What’s the difference between dark energy and dark matter?

Dark energy and dark matter are two different things.

Dark matter holds galaxies and other cosmic structures together, whereas the repulsive gravity of dark energy causes the expansion of the universe to speed up.

They’re both called ‘dark’ because they don’t emit light, so no one has managed to directly observe either one, but we can deduce they must exist because of their effects on visible things in the universe.

How do we figure out what dark energy is?

The best way we currently have to better understand dark energy is to make very precise measurements of large swathes of the universe. These can be used in two ways. One is to look at bright objects, like supernovae, to see how fast they’ve been moving over time and thus measure the history of the expansion of the universe. The other approach is to look at patterns in the way that the large-scale structure of the universe has evolved over time.

There are several ways to do this:

• By looking around us. Astronomers have made many valuable discoveries by studying galaxies to measure the rate at which the universe around us is expanding today and in the past. There are many ways to test different theories for dark energy; for example, we can look at how light is bent around large galaxies to try to understand what role dark energy played on the growth of structures, such as large galaxy clusters, in the universe. We can also plot the spatial distribution of galaxies over time and try to find patterns.

  With better telescopes and surveys, such as NASA’s James Webb Space Telescope and the upcoming Vera C. Rubin Observatory and Nancy Grace Roman Space Telescope, we expect to learn even more in the coming years.

• By looking into the past. One of the primary pieces of evidence we have is the cosmic microwave background—the baby pictures of the universe. This is actually the light left over from just after the Big Bang. It has been traveling across the universe over time, and we can pick it up with incredibly sophisticated telescopes and detectors. By looking at tiny variations in this light, we can deduce many things about what the early universe looked like and how it behaved. For example, maybe quintessence left a small but characteristic mark in the cosmic microwave background that we could detect.

What experiments are studying dark energy?

Major experiments focused specifically on dark energy include:

• The Dark Energy Survey (DES), led by Fermi National Accelerator Laboratory, took measurements of the sky from 2013 to 2019 from a Chilean mountaintop; its data continue to be analyzed and released.

• The Dark Energy Spectroscopic Instrument (DESI) is an instrument located on an Arizona mountaintop, led by Lawrence Berkeley National Laboratory, which has been surveying the universe since 2021.

When the Vera C. Rubin Observatory and Nancy Grace Roman Space Telescope come online in the next few years, their measurements of the universe are expected to add at least an order of magnitude more precision.

Why is dark energy so difficult to figure out?

Right now, the only way to see dark energy’s effects is by measuring the universe at very large scales—and those are very difficult measurements to make.

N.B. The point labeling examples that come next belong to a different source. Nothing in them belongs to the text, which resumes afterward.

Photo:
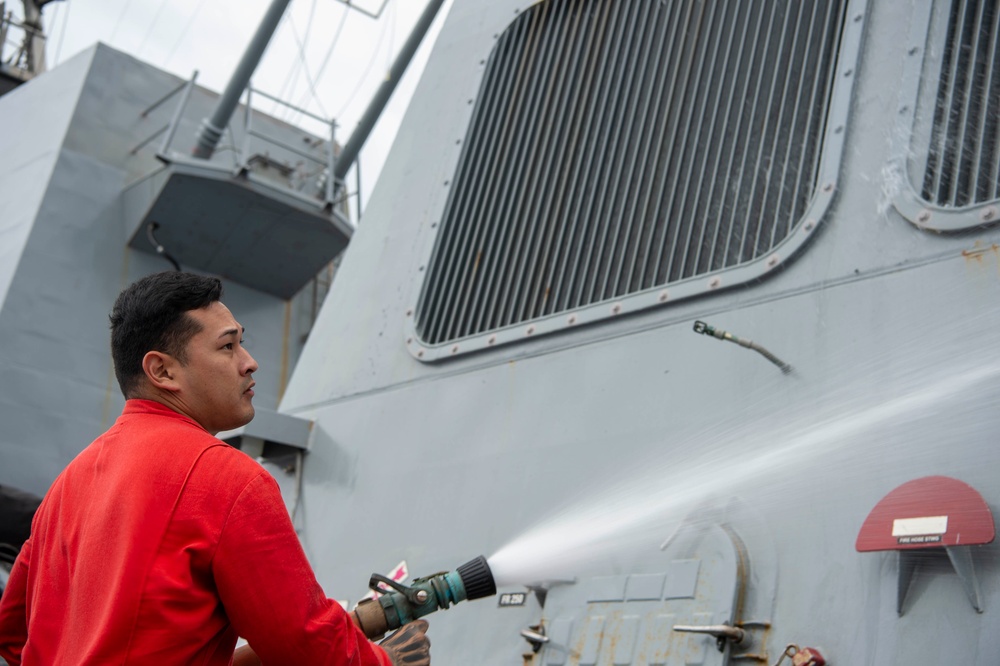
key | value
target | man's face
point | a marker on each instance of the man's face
(216, 387)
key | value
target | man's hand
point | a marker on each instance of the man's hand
(409, 646)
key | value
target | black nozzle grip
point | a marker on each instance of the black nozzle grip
(477, 578)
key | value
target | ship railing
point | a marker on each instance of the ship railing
(19, 35)
(245, 149)
(251, 132)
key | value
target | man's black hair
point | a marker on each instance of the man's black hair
(151, 315)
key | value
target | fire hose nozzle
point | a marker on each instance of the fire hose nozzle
(403, 604)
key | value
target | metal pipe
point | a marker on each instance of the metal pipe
(212, 128)
(705, 329)
(734, 634)
(375, 107)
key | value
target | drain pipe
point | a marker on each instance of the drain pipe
(212, 128)
(350, 151)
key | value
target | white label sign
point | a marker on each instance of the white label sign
(919, 526)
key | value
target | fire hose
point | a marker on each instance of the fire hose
(402, 604)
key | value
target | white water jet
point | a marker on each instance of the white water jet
(661, 496)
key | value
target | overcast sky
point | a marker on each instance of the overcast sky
(347, 53)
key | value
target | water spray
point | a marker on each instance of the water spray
(404, 604)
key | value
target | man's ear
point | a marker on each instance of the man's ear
(161, 370)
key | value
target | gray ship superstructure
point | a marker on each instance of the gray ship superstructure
(528, 349)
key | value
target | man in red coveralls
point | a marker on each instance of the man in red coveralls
(160, 544)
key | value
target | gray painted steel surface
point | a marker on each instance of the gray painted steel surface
(889, 330)
(705, 451)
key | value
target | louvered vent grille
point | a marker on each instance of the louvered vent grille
(619, 146)
(962, 166)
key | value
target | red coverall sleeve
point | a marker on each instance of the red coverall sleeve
(14, 609)
(270, 593)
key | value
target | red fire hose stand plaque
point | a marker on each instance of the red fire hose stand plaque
(931, 512)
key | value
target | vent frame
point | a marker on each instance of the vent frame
(829, 149)
(929, 33)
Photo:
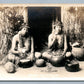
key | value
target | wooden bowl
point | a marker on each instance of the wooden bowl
(78, 53)
(57, 61)
(72, 66)
(25, 63)
(40, 63)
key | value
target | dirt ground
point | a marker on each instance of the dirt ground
(43, 73)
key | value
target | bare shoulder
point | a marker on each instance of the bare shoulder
(16, 37)
(50, 36)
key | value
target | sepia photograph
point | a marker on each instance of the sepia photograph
(41, 42)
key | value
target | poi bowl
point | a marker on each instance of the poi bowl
(25, 63)
(78, 53)
(57, 61)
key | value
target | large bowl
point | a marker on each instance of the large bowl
(57, 61)
(40, 63)
(25, 63)
(78, 53)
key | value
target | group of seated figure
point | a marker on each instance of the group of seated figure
(23, 46)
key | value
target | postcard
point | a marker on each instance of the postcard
(41, 42)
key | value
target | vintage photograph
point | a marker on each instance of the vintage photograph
(42, 42)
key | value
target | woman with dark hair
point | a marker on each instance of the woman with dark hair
(57, 42)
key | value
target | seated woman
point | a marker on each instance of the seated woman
(22, 46)
(57, 42)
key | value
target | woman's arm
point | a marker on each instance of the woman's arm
(13, 46)
(65, 45)
(32, 45)
(51, 41)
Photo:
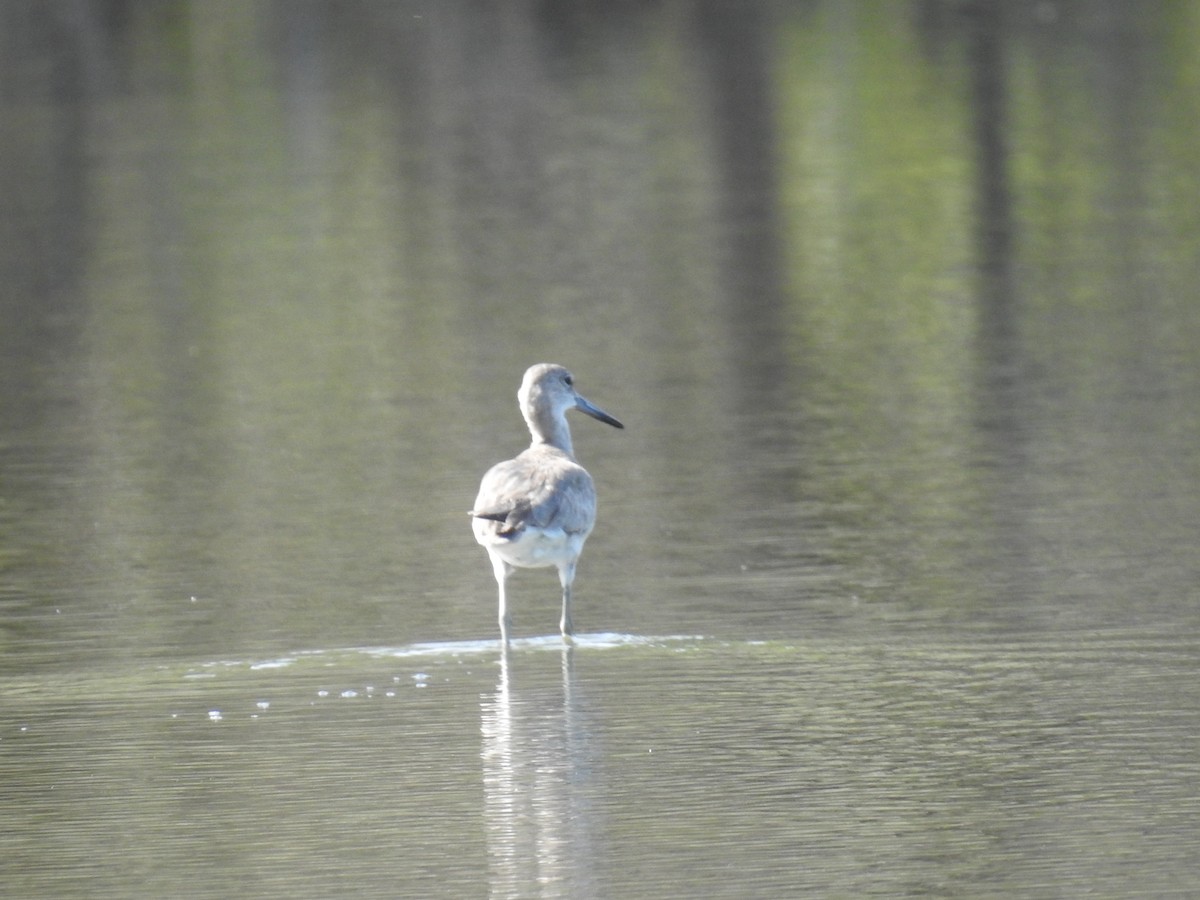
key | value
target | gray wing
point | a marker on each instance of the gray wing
(539, 489)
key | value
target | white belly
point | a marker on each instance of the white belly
(533, 547)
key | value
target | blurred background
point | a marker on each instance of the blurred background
(897, 300)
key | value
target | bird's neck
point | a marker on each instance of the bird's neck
(551, 430)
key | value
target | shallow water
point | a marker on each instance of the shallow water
(894, 582)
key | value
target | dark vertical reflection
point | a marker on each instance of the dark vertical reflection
(736, 58)
(999, 417)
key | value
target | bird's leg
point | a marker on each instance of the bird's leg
(567, 575)
(503, 570)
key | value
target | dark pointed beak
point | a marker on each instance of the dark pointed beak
(583, 406)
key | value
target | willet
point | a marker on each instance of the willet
(538, 509)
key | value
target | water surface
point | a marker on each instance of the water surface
(894, 583)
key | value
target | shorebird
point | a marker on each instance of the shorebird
(538, 509)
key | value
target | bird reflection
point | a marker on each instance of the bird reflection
(535, 774)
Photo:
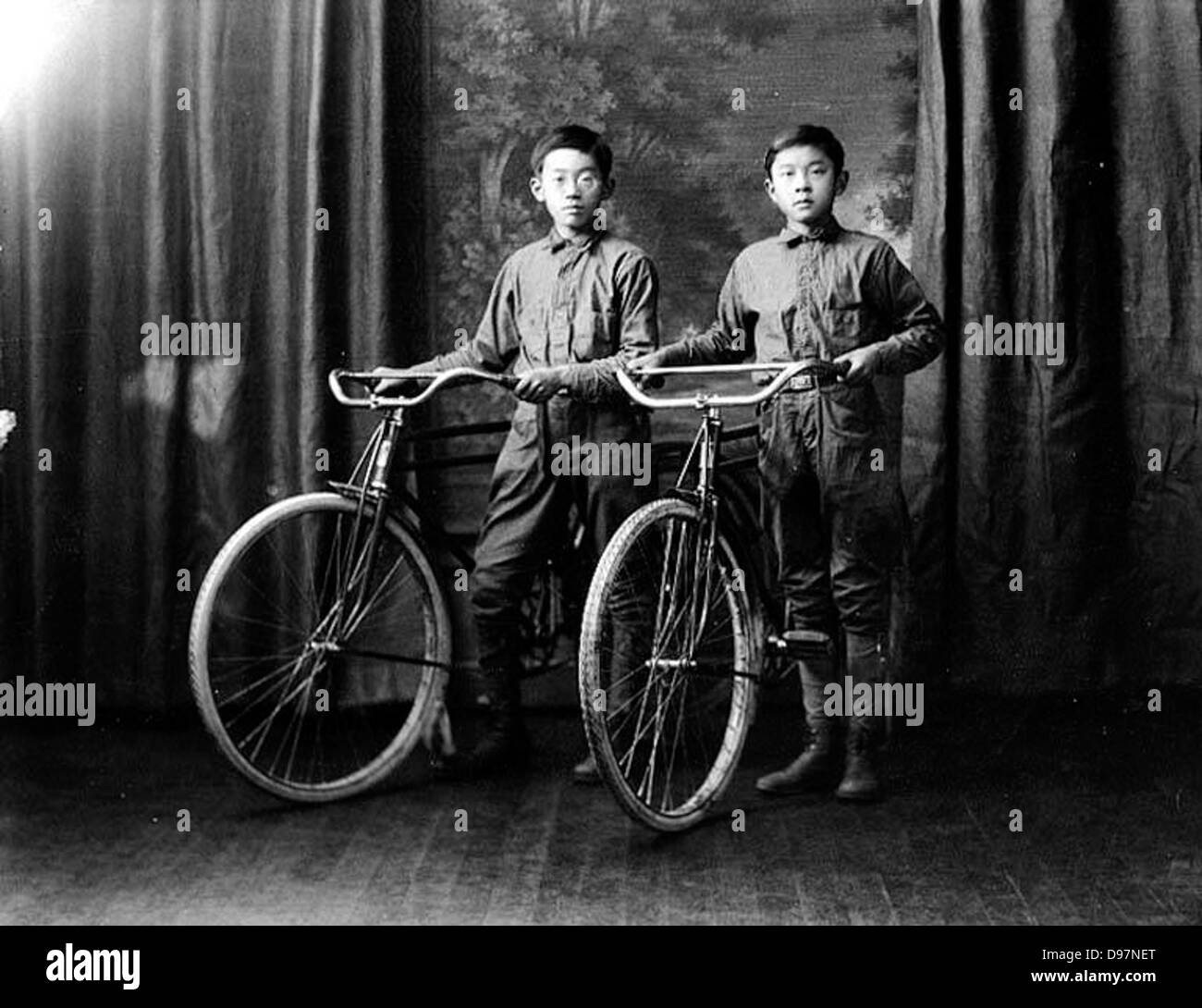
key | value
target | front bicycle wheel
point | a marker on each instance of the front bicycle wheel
(668, 664)
(315, 660)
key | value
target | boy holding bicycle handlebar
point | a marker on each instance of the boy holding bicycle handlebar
(830, 487)
(564, 311)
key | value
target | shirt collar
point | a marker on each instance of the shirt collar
(826, 233)
(556, 240)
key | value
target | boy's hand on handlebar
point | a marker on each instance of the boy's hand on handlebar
(539, 385)
(645, 361)
(864, 364)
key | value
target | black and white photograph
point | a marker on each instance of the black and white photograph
(602, 462)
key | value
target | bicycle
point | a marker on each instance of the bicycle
(320, 644)
(678, 629)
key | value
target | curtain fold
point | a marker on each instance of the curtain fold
(202, 207)
(1049, 134)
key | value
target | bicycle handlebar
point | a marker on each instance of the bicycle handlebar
(436, 379)
(788, 372)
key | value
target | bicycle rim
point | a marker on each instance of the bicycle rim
(313, 674)
(668, 665)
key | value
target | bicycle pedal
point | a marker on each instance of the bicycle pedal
(805, 645)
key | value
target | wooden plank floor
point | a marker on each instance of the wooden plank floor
(1112, 830)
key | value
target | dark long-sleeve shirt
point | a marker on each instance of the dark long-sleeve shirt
(790, 297)
(584, 302)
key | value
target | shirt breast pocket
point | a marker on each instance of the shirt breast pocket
(595, 333)
(846, 320)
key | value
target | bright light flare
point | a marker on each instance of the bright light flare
(31, 32)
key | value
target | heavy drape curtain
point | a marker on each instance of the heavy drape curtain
(1085, 206)
(200, 206)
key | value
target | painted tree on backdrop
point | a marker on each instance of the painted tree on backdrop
(893, 201)
(644, 73)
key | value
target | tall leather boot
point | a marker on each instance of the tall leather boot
(865, 664)
(814, 768)
(504, 744)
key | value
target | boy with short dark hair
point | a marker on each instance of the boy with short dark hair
(564, 312)
(832, 503)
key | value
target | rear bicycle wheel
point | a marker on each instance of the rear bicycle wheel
(668, 667)
(315, 671)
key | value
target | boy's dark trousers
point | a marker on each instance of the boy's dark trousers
(833, 508)
(525, 521)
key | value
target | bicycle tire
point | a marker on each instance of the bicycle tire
(624, 581)
(381, 699)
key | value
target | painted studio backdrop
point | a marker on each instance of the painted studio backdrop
(341, 180)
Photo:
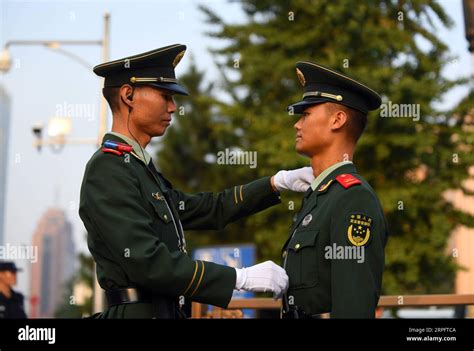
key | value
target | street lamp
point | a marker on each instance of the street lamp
(58, 138)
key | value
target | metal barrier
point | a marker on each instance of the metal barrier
(235, 306)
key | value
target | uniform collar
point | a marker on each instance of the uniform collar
(139, 152)
(323, 175)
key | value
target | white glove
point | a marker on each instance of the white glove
(297, 180)
(263, 277)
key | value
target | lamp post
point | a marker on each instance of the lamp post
(57, 135)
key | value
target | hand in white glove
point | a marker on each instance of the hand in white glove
(263, 277)
(297, 180)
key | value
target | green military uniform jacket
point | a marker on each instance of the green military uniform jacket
(135, 221)
(322, 256)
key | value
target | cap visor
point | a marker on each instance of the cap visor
(174, 87)
(300, 107)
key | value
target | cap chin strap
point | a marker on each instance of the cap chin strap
(153, 79)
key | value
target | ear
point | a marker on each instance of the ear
(126, 92)
(338, 119)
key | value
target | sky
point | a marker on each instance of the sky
(42, 82)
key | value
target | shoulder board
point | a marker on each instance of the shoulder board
(115, 145)
(347, 180)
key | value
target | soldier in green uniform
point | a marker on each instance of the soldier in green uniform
(334, 256)
(136, 220)
(11, 301)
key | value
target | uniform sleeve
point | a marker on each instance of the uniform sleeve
(113, 206)
(209, 210)
(358, 228)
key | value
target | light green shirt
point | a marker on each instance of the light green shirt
(317, 181)
(137, 149)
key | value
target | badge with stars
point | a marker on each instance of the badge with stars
(359, 230)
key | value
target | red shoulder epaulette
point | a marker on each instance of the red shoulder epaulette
(347, 180)
(112, 151)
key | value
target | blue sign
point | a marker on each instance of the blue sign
(236, 256)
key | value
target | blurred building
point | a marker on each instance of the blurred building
(4, 132)
(55, 265)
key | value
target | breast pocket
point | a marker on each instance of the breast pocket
(301, 265)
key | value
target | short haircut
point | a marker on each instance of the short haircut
(111, 94)
(356, 121)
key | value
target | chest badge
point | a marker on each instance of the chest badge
(307, 220)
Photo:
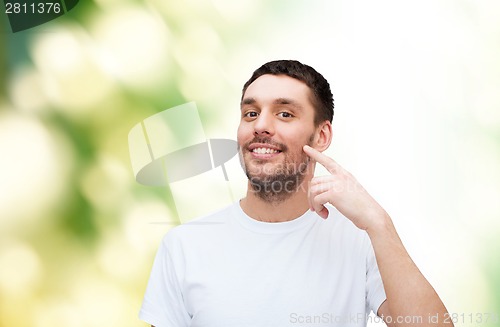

“To see the effects of dark energy, we need to go beyond our galaxy, to really look at how galaxies are moving away or coming towards each other. And those are measurements that are harder to make,” explained Frieman. “You’re talking about observing hundreds of millions of galaxies with very high precision.”

“Sometimes we have a puzzle in science where we can kind of see how it’ll play out. This isn’t one of these,” said Turner. “This is a very big, very rich mystery, and the story’s going to take a while to find out. It’s possible that it could be a puzzle that we unearthed before we had the capability of solving it.”